Practical notes and current context
As of 2026, travel advisories for Israel remain elevated in a general sense, but the situation in Acre and the wider northern coastal strip, including Haifa and Caesarea, has generally not seen the restrictions applied to border regions further north or south. That said, conditions can shift with little warning, so check current guidance close to your travel dates rather than relying on advice written months in advance. Within the Old City itself, ordinary city-travel caution applies: keep bags close in the crowded souk lanes, stick to the well-lit waterfront promenade after dark, and treat unsolicited offers of guidance from overly friendly strangers with the same skepticism you’d apply anywhere else.
My take
Give the Old City a full day rather than a rushed half-day stop between Haifa and the Galilee.
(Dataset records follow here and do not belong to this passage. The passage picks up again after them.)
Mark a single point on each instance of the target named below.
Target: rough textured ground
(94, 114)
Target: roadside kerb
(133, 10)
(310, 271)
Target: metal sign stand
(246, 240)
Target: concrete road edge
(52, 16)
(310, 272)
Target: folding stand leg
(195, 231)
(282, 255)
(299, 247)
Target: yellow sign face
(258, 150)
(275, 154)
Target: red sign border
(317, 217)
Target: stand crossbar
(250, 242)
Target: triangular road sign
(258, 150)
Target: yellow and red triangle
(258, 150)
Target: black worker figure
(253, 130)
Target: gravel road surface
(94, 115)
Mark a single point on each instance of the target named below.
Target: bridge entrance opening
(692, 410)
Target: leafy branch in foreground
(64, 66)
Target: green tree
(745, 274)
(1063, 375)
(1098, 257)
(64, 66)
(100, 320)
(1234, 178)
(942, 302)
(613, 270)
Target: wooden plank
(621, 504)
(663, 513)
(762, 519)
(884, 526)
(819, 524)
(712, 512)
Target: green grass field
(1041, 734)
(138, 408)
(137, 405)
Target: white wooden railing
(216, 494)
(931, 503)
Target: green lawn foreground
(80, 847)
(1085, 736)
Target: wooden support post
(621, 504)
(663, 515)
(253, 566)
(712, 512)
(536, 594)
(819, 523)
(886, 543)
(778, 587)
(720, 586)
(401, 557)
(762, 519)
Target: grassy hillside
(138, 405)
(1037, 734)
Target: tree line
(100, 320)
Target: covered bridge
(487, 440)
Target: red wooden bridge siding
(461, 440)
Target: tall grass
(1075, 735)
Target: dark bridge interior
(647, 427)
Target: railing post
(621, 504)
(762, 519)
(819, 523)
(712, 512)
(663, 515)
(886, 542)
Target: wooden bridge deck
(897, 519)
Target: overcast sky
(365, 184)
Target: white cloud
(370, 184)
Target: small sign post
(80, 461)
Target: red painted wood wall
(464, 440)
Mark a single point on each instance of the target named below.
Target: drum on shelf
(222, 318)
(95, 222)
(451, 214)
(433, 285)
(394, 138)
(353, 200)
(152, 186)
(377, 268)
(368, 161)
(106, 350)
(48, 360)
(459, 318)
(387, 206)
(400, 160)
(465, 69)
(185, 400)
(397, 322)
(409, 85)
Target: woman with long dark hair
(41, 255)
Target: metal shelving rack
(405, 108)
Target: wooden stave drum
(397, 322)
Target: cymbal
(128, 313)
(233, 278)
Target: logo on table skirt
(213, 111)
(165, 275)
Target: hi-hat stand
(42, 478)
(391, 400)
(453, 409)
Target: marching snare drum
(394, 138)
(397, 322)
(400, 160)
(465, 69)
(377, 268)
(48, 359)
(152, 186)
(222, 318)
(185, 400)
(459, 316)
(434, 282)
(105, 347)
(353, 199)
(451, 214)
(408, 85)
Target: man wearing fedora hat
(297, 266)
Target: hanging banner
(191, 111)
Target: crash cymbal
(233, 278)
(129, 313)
The underground Crusader complex alone takes real time to absorb, and rushing the souk afterward for lunch defeats the point of visiting a market that’s still functioning as a market rather than a museum exhibit. Late afternoon light on the harbor walls, after the cruise-groups have moved on, is the best window for photographs and for actually hearing the city rather than just seeing it.
Wear shoes with real grip. The stone floors of the underground tunnels and halls stay damp and slick year-round, regardless of the weather outside.
Language and everyday practicalities
Hebrew and Arabic are both widely spoken in Acre, more evenly than in many Israeli cities given the Old City’s mixed population, and English gets you through most tourist-facing interactions without difficulty, though a few basic Arabic greetings go further in the souk than they would in more heavily Hebrew-speaking areas. Getting there from Haifa or Nahariya is straightforward by train, with Acre’s own rail station a short walk from the Old City walls, making a car rental unnecessary if your itinerary is otherwise built around Israel’s coastal rail corridor. Accommodation within the Old City walls themselves is limited but atmospheric, several boutique guesthouses occupy converted Ottoman-era buildings, while more conventional hotel options cluster just outside the walls and along the modern city’s waterfront.
When to go
April through June and September through November bring the most comfortable temperatures for walking the Old City’s exposed stone alleys and the fortress ramparts, avoiding both winter rain and the heavy humidity of a Mediterranean midsummer. Whatever season you choose, the underground sections stay cool and slightly damp regardless, so a light layer is worth carrying even on a hot surface-level afternoon, since the temperature difference between the sunbaked souk and the tunnel network below it is more dramatic than most visitors expect.
A note on the harbor itself
The small fishing harbor at the edge of the Old City is easy to treat as scenery and walk past, but it is one of the oldest continuously used ports on the eastern Mediterranean, predating even the Crusader fortifications by centuries, and it still hosts a working fleet of small fishing boats rather than functioning purely as a tourist backdrop. Early morning is the best time to see it in genuine use, before the day-trip crowds fill the promenade and while boats are still coming in with the overnight catch. A handful of seafood restaurants along the harbor edge source directly from those same boats, and while prices skew higher than the souk stalls a few streets back, the freshness difference is real and noticeable if you care about that kind of thing.